Drones are obviously a useful tool for many industries — and it seems as though the industry of being a pro quarterback might have some use for drones too.

That was showcased in the NFL’s Pro Bowl Skills Showdown which aired over the past weekend. The Precision Passing event incorporated, yes, a drone.

During the Precision Passing event, each of the conference’s three quarterbacks battled it out in a one-minute accuracy competition, attempting to accumulate points by hitting as many targets as possible. The quarterback with the highest individual score among all participants was the winner, earning three points for his conference. There were a total of 10 targets, some static and others moving (and each worth a different amount, ranging from one to five points).

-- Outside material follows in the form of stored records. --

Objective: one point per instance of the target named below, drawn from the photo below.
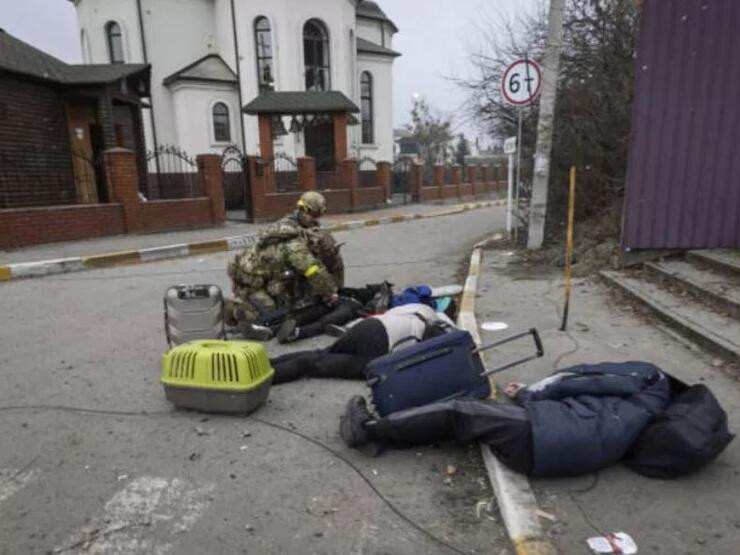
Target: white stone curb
(516, 500)
(75, 264)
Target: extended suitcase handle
(537, 342)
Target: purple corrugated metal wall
(683, 175)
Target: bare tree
(431, 131)
(593, 112)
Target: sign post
(520, 86)
(510, 148)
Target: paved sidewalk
(119, 243)
(691, 515)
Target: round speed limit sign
(521, 82)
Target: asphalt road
(81, 482)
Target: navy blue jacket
(586, 417)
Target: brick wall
(369, 197)
(35, 165)
(32, 226)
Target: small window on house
(118, 129)
(366, 102)
(115, 42)
(221, 126)
(263, 48)
(316, 56)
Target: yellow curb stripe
(112, 259)
(524, 531)
(206, 247)
(468, 303)
(533, 546)
(222, 245)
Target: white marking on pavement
(144, 517)
(162, 253)
(12, 480)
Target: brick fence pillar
(384, 178)
(484, 179)
(122, 175)
(438, 179)
(457, 179)
(258, 186)
(471, 177)
(307, 173)
(212, 184)
(417, 180)
(350, 179)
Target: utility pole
(538, 205)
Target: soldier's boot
(254, 332)
(230, 319)
(247, 327)
(288, 332)
(334, 330)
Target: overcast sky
(435, 38)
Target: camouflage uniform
(326, 249)
(279, 270)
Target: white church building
(210, 58)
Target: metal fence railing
(367, 172)
(50, 176)
(285, 170)
(171, 174)
(235, 178)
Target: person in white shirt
(398, 328)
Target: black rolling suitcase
(444, 367)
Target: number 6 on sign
(521, 82)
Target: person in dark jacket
(575, 421)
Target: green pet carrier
(217, 376)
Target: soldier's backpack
(193, 312)
(688, 434)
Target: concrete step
(723, 260)
(716, 289)
(703, 325)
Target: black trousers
(505, 427)
(347, 358)
(312, 321)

One of the toughest targets was one hanging off of a drone that flew back and forth on one side of the field.

You can check out a 10-minute clip of the whole NFL Pro Bowl Skills Showdown Precision Passing event here, and if you start at around the 6:10 mark, you can even see the drone-touting target get hit. And no, the drone doesn’t come tumbling down.

Watch the creative ways a quarterback uses a drone via the NFL Pro Bowl Skills Showdown here (depending on your region, you may have to click out to the YouTube link to watch this video, as the NFL has certain sharing rights):

It’s all kind of comical, and shows that the creative use cases for drones are pretty limitless — even if you’re a pro NFL quarterback. A contraption to build a moving target could be complicated and expensive, but considering you can get a solid DJI drone for less than $400 (thanks, new DJI Mavic 2 SE!), a moving target doesn’t have to be.

This is not actually the first time that drones have been used in the NFL’s Pro Bowl Skills Showdown. In 2017, the NFL added an activity called the WR Drone Drop, where a drone flies high into the air and drops a football for a receiver to catch.

Speaking of the NFL, don’t forget that this weekend is Super Bowl Sunday. It’s set for Sunday, February 12 at State Farm Stadium in Glendale, Arizona. And as is the case every year, the area is a “No Drone Zone” for most of the weekend. The Temporary Flight Restriction (TFR) around the area is pretty wide, so basically don’t plan on flying a drone around Phoenix this coming weekend.